MidOS Memory Cascade

Automation

Auto-escalating multi-tier memory search that cascades from in-memory cache through SQLite, grep, and LanceDB vector search to find the best answer with minimal latency.

Install

openclaw skills install midos-memory-cascade

MidOS Memory Cascade

A self-tuning, auto-escalating search engine that tries each memory tier from fastest to slowest, stopping as soon as it finds a high-confidence answer.

What It Does

Instead of the agent deciding which storage layer to query, the cascade tries each tier automatically:

TierStorageLatencyStrategy
T0In-memory session cache<1msExact + fuzzy key match
T1JSON state files<5msFilename + key match
T2SQLite (pipeline_synergy.db)<5msStructured SQL LIKE
T3SQLite FTS5<1msFull-text keyword on 22K rows
T4Grep over 46K chunks~3sBrute-force ripgrep fallback
T5LanceDB keyword (BM25)slow670K vector rows, no embeddings
T5bLanceDB semantic3–30sEmbedding similarity, last resort

Question routing: Queries starting with how/what/why/etc. skip keyword tiers and route directly to semantic search.

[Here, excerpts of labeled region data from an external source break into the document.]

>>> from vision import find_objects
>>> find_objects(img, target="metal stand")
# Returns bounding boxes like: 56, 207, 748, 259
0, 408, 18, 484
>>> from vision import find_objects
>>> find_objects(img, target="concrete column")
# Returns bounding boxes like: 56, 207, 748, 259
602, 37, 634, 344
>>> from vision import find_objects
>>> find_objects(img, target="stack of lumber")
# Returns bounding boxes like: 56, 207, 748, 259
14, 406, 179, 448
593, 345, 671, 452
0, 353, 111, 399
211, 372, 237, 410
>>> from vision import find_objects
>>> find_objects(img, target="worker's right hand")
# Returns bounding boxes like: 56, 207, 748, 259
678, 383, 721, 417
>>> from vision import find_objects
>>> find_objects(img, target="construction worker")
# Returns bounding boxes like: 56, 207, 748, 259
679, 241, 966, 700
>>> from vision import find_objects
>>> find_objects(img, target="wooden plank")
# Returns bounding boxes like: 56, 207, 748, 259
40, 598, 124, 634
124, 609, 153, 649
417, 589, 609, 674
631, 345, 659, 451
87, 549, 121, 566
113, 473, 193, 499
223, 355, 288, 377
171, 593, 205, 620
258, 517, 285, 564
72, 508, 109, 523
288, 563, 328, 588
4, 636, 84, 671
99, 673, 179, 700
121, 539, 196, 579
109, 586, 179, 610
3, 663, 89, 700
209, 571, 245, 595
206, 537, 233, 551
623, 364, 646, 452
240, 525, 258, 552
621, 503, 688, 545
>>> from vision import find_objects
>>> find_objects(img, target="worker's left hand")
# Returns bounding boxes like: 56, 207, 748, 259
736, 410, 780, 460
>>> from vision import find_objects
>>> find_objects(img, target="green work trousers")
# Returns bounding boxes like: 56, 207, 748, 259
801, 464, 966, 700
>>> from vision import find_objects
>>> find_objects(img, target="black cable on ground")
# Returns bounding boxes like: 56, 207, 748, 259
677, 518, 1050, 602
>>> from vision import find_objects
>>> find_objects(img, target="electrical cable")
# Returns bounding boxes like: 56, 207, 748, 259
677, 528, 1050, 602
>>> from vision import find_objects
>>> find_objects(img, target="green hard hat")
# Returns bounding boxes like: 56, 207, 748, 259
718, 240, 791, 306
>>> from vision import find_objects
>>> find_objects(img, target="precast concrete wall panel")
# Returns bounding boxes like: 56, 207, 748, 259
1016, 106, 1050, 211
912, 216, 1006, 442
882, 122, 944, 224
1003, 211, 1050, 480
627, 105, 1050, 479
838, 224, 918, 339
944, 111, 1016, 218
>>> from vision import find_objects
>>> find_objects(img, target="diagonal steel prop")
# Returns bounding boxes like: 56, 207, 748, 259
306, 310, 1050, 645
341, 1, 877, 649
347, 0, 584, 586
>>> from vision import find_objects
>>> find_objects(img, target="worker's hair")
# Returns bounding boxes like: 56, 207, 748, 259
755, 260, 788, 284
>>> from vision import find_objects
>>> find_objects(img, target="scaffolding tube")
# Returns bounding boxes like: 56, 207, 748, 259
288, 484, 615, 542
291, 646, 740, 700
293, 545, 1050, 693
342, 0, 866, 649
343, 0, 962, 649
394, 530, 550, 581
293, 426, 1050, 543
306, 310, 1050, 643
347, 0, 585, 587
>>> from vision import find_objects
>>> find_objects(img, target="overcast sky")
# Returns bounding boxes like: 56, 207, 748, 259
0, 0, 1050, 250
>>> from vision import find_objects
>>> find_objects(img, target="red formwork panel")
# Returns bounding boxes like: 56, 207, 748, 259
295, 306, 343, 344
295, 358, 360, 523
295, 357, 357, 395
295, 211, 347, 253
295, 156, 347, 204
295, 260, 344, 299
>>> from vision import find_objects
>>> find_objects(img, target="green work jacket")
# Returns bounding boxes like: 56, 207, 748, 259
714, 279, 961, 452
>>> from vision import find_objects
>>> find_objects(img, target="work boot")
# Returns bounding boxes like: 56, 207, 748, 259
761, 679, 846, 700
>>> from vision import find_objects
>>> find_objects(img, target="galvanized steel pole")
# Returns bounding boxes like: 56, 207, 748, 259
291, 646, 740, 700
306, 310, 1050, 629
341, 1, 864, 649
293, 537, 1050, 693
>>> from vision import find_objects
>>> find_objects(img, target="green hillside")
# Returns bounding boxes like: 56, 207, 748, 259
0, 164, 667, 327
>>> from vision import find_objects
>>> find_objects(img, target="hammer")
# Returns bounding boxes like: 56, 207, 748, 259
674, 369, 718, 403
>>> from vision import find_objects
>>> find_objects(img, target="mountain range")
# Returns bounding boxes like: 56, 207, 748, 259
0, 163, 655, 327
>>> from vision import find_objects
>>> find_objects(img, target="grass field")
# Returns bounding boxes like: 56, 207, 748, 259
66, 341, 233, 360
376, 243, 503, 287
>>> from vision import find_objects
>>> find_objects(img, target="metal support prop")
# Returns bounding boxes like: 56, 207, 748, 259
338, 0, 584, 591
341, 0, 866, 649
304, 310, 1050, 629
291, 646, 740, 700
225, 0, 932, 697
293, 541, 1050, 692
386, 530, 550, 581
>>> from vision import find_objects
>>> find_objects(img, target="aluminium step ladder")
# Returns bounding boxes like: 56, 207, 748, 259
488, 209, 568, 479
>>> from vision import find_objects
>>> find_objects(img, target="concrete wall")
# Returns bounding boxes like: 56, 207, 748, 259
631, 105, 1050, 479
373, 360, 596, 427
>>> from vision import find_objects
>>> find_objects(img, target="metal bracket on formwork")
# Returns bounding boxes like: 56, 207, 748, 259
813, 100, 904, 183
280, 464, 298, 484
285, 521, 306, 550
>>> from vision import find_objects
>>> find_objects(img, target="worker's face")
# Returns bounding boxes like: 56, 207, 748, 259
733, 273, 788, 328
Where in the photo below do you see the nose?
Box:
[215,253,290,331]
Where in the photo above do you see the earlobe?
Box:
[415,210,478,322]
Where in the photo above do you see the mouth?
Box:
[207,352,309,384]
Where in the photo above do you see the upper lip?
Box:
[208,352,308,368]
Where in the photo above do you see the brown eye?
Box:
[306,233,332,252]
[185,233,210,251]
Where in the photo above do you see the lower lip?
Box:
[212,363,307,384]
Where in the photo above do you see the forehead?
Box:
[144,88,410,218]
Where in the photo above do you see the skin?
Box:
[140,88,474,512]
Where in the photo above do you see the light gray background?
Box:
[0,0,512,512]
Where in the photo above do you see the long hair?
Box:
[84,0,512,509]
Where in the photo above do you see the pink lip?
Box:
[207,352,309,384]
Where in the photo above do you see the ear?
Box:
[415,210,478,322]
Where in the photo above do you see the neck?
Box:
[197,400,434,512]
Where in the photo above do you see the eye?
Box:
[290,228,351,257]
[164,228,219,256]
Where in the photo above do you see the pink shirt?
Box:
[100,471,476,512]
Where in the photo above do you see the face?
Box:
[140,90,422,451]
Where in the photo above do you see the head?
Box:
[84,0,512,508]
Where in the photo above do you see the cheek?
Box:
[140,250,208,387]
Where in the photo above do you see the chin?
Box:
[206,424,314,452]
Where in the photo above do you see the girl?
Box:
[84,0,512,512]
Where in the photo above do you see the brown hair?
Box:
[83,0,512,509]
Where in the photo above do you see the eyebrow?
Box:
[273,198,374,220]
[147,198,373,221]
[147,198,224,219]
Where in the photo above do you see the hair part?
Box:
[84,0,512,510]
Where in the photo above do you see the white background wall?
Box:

Self-learning: The cascade records which tier resolves each query. After enough history, evolve() learns shortcuts (skip directly to the winning tier) and marks consistently-empty tiers for skip.

Usage

Python API

from tools.memory.memory_cascade import recall, store

# Search across all tiers
result = recall("adaptive alpha reranking")
# → {"answer": {...}, "tier": "T5:lancedb", "latency_ms": 340, "confidence": 0.87}

# Write to the right storage automatically
store("pattern", content="...", tags=["ml", "reranking"])

CLI

# Search
python memory_cascade.py recall "query here"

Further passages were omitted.